Open pkajaba opened 6 years ago
As far as the relevancy of the components goes there is very little dead code.
sounds really good, but
Alternate recommendation - Are being moved outside for reasons other than refactoring
what are those reasons?
companion recommendation - needs to stay, driven by the same component as outliers
can't we extract it into the lib, so outliers and companion will just reuse it?
I have one question. What actually Kronos is? Alternate recommendation
+ Outlier recommendation
+ companion recommendation
together? Some diagrams how analytics pipeline is currently running would be great.
Btw, I have another proposal. We could unify naming because at this point there folder structure: analytics_platform/kronos
and inside this path there apollo
, gnosis
, pgm
and softnet
+ src
folder.
I am sure that you can map these codenames to real components, but we should make better documentation or just rename it. I prefer creating documentation since those names are cool :-).
what are those reasons?
Alternate recommendations don't actually use the PGM structure, rather are based off a Jaccard distance metric based on the tags. However right now we can't increase the tag count for the similarity metric because the PGM cannot accommodate so many tags on a single package. By moving it outside the PGM we'll draw it from the unfiltered package tag map(containing more than four tags per package) enabling better calculation of the similarity score and in turn of alternates.
What actually Kronos is? Alternate recommendation + Outlier recommendation + companion recommendation together? Some diagrams how analytics pipeline is currently running would be great.
Yes.
gnosis - This is generation of reference architecture. softnet - the packages are added as leaf nodes to the reference architecture graph, also contains something called a similarity dict, used to drive outliers. pgm - The actual pomegranate model, it is trained using what we generated in gnosis and softnet.
There's some documentation that I wrote as a part of knowledge transfer sessions here- https://docs.google.com/document/d/1f6dgwvf44kTTbZ1ascvbcxZoTvC4wVq7K5e6PkeHWJo/edit
EDIT: Actually, the diagram in it is not all too accurate. Need to fix it.
@rootAvish Great resource! Thank you.

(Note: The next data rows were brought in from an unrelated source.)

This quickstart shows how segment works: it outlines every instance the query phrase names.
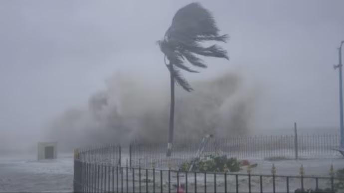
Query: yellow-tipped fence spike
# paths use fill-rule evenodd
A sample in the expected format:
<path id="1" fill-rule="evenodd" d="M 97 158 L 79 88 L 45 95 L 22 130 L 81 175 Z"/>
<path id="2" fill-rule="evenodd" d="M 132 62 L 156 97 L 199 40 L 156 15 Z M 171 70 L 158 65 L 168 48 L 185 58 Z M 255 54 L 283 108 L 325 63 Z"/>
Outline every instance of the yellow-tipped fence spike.
<path id="1" fill-rule="evenodd" d="M 305 175 L 305 169 L 304 169 L 304 166 L 302 164 L 301 164 L 301 167 L 300 167 L 300 175 L 301 176 Z"/>
<path id="2" fill-rule="evenodd" d="M 275 164 L 272 164 L 272 168 L 271 168 L 271 174 L 275 176 L 276 174 L 276 167 L 275 167 Z"/>

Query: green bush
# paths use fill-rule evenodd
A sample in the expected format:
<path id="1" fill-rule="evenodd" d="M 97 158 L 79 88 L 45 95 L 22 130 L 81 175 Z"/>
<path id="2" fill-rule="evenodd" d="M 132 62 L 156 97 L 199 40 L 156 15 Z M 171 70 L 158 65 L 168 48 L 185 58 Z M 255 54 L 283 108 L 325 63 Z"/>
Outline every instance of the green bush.
<path id="1" fill-rule="evenodd" d="M 192 160 L 183 163 L 179 168 L 181 171 L 188 171 Z M 240 170 L 240 162 L 236 158 L 228 159 L 227 156 L 217 156 L 212 155 L 194 160 L 192 171 L 195 172 L 235 172 Z"/>

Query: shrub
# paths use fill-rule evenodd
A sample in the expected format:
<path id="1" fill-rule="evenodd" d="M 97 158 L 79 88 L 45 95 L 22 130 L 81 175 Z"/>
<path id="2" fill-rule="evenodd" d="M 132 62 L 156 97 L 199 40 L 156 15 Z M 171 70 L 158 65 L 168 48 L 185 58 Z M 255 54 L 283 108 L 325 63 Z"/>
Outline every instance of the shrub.
<path id="1" fill-rule="evenodd" d="M 179 168 L 181 171 L 188 171 L 192 161 L 183 163 Z M 194 160 L 192 171 L 195 172 L 238 172 L 240 170 L 240 162 L 236 158 L 228 159 L 227 156 L 217 156 L 210 155 L 202 159 Z"/>

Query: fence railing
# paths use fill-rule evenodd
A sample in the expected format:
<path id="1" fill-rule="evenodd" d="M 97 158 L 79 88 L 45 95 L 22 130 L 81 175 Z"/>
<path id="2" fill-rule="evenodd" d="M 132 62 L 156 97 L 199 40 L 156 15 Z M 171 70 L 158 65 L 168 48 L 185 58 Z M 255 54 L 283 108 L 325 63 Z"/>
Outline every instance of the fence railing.
<path id="1" fill-rule="evenodd" d="M 336 192 L 344 179 L 228 173 L 186 172 L 74 161 L 74 192 Z M 322 189 L 322 190 L 321 190 Z M 299 192 L 298 192 L 299 191 Z"/>
<path id="2" fill-rule="evenodd" d="M 121 146 L 106 145 L 78 150 L 79 159 L 84 162 L 121 165 Z"/>
<path id="3" fill-rule="evenodd" d="M 236 137 L 212 139 L 203 155 L 218 154 L 241 159 L 321 158 L 341 156 L 337 135 Z M 180 165 L 195 157 L 199 143 L 174 143 L 171 157 L 166 155 L 166 144 L 132 143 L 129 147 L 131 167 L 158 168 Z"/>

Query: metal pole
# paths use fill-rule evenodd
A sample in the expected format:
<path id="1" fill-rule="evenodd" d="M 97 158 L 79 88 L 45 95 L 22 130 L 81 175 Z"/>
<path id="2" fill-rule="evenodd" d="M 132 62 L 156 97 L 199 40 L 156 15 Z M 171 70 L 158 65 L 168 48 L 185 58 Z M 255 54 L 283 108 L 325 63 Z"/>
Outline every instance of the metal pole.
<path id="1" fill-rule="evenodd" d="M 343 126 L 343 91 L 342 79 L 342 45 L 343 42 L 341 44 L 341 47 L 338 49 L 339 51 L 339 100 L 341 108 L 341 147 L 344 147 L 344 127 Z"/>
<path id="2" fill-rule="evenodd" d="M 341 147 L 344 148 L 344 124 L 343 123 L 343 93 L 342 78 L 342 46 L 344 41 L 341 43 L 341 46 L 338 48 L 339 63 L 335 65 L 335 69 L 339 68 L 339 103 L 340 110 L 340 126 L 341 126 Z"/>
<path id="3" fill-rule="evenodd" d="M 295 148 L 295 159 L 297 160 L 299 158 L 299 147 L 298 145 L 298 131 L 296 122 L 294 123 L 294 130 L 295 132 L 294 146 Z"/>

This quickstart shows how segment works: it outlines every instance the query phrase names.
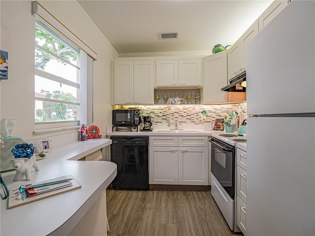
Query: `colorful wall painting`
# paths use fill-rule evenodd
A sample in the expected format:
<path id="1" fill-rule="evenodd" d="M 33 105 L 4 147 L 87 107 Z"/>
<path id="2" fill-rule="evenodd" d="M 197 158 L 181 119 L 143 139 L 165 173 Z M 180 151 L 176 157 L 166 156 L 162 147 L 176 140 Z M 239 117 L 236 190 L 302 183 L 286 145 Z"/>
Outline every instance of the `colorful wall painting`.
<path id="1" fill-rule="evenodd" d="M 8 55 L 7 52 L 0 50 L 0 79 L 8 79 Z"/>

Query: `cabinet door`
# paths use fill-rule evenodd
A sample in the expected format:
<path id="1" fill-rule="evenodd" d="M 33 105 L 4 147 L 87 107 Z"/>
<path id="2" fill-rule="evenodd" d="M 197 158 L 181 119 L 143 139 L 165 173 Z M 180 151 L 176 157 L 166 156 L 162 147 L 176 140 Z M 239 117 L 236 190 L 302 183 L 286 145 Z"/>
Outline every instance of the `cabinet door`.
<path id="1" fill-rule="evenodd" d="M 153 61 L 135 60 L 133 70 L 133 103 L 153 104 Z"/>
<path id="2" fill-rule="evenodd" d="M 208 185 L 208 148 L 180 147 L 179 184 Z"/>
<path id="3" fill-rule="evenodd" d="M 227 54 L 228 79 L 230 79 L 244 71 L 246 68 L 247 44 L 258 33 L 258 20 L 252 25 L 234 44 Z"/>
<path id="4" fill-rule="evenodd" d="M 242 41 L 239 39 L 227 52 L 227 73 L 229 80 L 236 76 L 240 73 L 240 69 L 244 68 L 243 50 Z"/>
<path id="5" fill-rule="evenodd" d="M 247 154 L 239 148 L 236 148 L 236 164 L 243 170 L 247 170 Z"/>
<path id="6" fill-rule="evenodd" d="M 227 101 L 227 92 L 221 88 L 227 85 L 226 51 L 216 53 L 203 59 L 203 103 Z"/>
<path id="7" fill-rule="evenodd" d="M 276 0 L 258 18 L 259 32 L 287 5 L 287 0 Z"/>
<path id="8" fill-rule="evenodd" d="M 244 236 L 246 236 L 246 205 L 237 196 L 236 206 L 236 223 Z"/>
<path id="9" fill-rule="evenodd" d="M 178 148 L 150 147 L 150 184 L 178 184 Z"/>
<path id="10" fill-rule="evenodd" d="M 178 60 L 157 60 L 157 86 L 178 85 Z"/>
<path id="11" fill-rule="evenodd" d="M 247 176 L 246 172 L 239 166 L 236 166 L 236 192 L 237 196 L 246 204 Z"/>
<path id="12" fill-rule="evenodd" d="M 201 85 L 201 59 L 178 60 L 179 85 Z"/>
<path id="13" fill-rule="evenodd" d="M 114 62 L 114 102 L 116 104 L 133 103 L 133 61 Z"/>
<path id="14" fill-rule="evenodd" d="M 243 67 L 239 69 L 241 72 L 246 70 L 246 51 L 247 44 L 253 37 L 258 34 L 258 20 L 248 28 L 242 35 L 241 40 L 243 43 Z"/>

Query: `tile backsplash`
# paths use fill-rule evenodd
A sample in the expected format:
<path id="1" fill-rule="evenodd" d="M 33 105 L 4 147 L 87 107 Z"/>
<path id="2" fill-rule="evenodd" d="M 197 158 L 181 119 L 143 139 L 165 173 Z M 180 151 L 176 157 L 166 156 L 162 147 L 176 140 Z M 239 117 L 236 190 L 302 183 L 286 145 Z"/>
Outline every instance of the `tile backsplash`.
<path id="1" fill-rule="evenodd" d="M 191 98 L 192 99 L 192 98 Z M 126 107 L 128 107 L 126 106 Z M 238 113 L 246 112 L 246 103 L 224 105 L 165 105 L 132 106 L 141 110 L 142 116 L 150 116 L 153 124 L 165 124 L 169 121 L 177 119 L 182 124 L 201 124 L 203 110 L 207 112 L 206 121 L 214 123 L 216 118 L 223 118 L 227 110 Z"/>

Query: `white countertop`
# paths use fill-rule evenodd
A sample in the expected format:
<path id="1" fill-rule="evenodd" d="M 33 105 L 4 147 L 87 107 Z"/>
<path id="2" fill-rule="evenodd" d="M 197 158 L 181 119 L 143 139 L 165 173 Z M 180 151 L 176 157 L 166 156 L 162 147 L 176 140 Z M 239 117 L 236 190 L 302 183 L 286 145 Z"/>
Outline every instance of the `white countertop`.
<path id="1" fill-rule="evenodd" d="M 106 133 L 108 136 L 211 136 L 212 131 L 188 129 L 185 130 L 156 130 L 152 131 L 114 131 Z"/>
<path id="2" fill-rule="evenodd" d="M 12 180 L 15 172 L 1 174 L 8 188 L 71 175 L 82 188 L 7 209 L 1 200 L 1 236 L 66 235 L 79 222 L 117 175 L 116 164 L 108 161 L 76 161 L 112 141 L 75 142 L 53 149 L 37 161 L 29 181 Z"/>

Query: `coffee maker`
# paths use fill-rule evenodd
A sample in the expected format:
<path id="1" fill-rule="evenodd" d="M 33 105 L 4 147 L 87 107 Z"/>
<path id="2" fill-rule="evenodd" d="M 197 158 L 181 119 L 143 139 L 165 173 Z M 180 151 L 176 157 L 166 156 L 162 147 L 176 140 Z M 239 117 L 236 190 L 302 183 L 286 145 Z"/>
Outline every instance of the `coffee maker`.
<path id="1" fill-rule="evenodd" d="M 151 117 L 143 117 L 144 126 L 141 131 L 152 131 L 152 122 L 151 122 Z"/>

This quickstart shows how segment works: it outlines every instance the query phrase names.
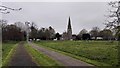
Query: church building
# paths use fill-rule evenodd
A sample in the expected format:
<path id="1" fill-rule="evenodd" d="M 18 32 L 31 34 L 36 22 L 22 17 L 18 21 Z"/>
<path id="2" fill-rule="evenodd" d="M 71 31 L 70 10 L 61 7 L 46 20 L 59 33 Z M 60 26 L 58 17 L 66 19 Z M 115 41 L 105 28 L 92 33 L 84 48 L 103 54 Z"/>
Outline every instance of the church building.
<path id="1" fill-rule="evenodd" d="M 70 20 L 70 17 L 69 17 L 67 32 L 63 32 L 62 40 L 71 40 L 71 39 L 72 39 L 72 27 L 71 27 L 71 20 Z"/>

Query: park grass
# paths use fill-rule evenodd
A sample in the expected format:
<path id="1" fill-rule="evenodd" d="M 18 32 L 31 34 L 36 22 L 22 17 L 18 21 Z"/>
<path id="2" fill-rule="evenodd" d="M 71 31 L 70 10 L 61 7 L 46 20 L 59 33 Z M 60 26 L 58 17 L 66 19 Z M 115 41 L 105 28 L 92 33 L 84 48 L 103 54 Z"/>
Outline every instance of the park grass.
<path id="1" fill-rule="evenodd" d="M 26 44 L 26 49 L 38 66 L 61 66 L 62 64 Z M 53 67 L 54 68 L 54 67 Z M 56 67 L 55 67 L 56 68 Z"/>
<path id="2" fill-rule="evenodd" d="M 2 43 L 2 66 L 7 66 L 11 60 L 11 56 L 15 51 L 17 42 L 6 42 Z"/>
<path id="3" fill-rule="evenodd" d="M 113 43 L 109 41 L 40 41 L 35 43 L 95 66 L 118 64 L 117 41 Z"/>

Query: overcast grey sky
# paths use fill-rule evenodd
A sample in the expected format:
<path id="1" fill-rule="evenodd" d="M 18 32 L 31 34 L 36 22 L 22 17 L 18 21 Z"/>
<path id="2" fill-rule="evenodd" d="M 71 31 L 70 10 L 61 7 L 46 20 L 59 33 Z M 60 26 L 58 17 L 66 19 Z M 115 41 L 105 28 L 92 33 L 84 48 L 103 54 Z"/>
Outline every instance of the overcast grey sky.
<path id="1" fill-rule="evenodd" d="M 56 32 L 63 33 L 67 29 L 68 17 L 71 18 L 73 34 L 80 30 L 90 30 L 94 26 L 105 27 L 105 17 L 108 13 L 107 2 L 4 2 L 3 5 L 19 8 L 21 11 L 11 11 L 2 18 L 9 23 L 33 21 L 41 27 L 52 26 Z"/>

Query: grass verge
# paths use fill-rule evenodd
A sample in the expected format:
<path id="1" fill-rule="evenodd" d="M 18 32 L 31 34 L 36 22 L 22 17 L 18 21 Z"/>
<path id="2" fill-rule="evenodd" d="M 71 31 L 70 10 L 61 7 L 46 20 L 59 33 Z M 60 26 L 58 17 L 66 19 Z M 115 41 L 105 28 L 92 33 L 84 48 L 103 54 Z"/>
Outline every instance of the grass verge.
<path id="1" fill-rule="evenodd" d="M 8 54 L 5 54 L 5 58 L 2 61 L 2 66 L 8 66 L 8 63 L 11 60 L 11 57 L 14 54 L 17 45 L 18 44 L 13 45 L 13 47 L 9 51 L 5 52 L 5 53 L 8 53 Z"/>
<path id="2" fill-rule="evenodd" d="M 90 59 L 85 58 L 85 57 L 76 56 L 76 55 L 73 55 L 73 54 L 70 54 L 70 53 L 67 53 L 67 52 L 63 52 L 63 51 L 60 51 L 60 50 L 56 50 L 56 49 L 53 49 L 53 48 L 50 48 L 50 47 L 46 47 L 46 46 L 43 46 L 43 45 L 38 45 L 38 46 L 47 48 L 47 49 L 55 51 L 55 52 L 59 52 L 59 53 L 64 54 L 64 55 L 71 56 L 75 59 L 87 62 L 87 63 L 95 65 L 95 66 L 110 66 L 109 64 L 106 64 L 106 63 L 98 62 L 98 61 L 95 61 L 95 60 L 90 60 Z"/>
<path id="3" fill-rule="evenodd" d="M 29 46 L 28 44 L 25 44 L 25 47 L 30 53 L 30 55 L 32 56 L 33 60 L 35 60 L 39 66 L 60 66 L 61 65 L 59 62 L 53 60 L 47 55 L 44 55 L 43 53 Z"/>

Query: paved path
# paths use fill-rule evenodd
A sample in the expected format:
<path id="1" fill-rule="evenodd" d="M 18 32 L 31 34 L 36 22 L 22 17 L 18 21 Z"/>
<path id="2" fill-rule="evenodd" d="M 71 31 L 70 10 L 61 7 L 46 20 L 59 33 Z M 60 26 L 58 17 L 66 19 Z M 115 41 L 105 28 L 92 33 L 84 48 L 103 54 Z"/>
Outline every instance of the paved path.
<path id="1" fill-rule="evenodd" d="M 87 64 L 83 61 L 80 61 L 80 60 L 74 59 L 72 57 L 63 55 L 61 53 L 51 51 L 51 50 L 48 50 L 46 48 L 37 46 L 37 44 L 31 43 L 31 42 L 29 44 L 30 44 L 30 46 L 37 49 L 38 51 L 48 55 L 49 57 L 59 61 L 60 63 L 64 64 L 64 66 L 93 66 L 93 65 Z"/>
<path id="2" fill-rule="evenodd" d="M 31 56 L 25 49 L 24 43 L 20 42 L 8 66 L 37 66 L 37 64 L 32 61 Z"/>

However, let's migrate information from the document into a repository, so it will be in one place.
This task is created after agreement on Mattermost channel. me @rootAvish and @sara-02 agreed that there is way too much functionality inside https://github.com/fabric8-analytics/fabric8-analytics-stack-analysis repository.
My suggestion would be to 1) outline what components are inside, 2) consider whether those components are still relevant for us, 3) rearrange relevant components and 4) refactor these components.
I will be thankful for any input especially from @rootAvish and @sara-02 since they are specialists for this repository right now.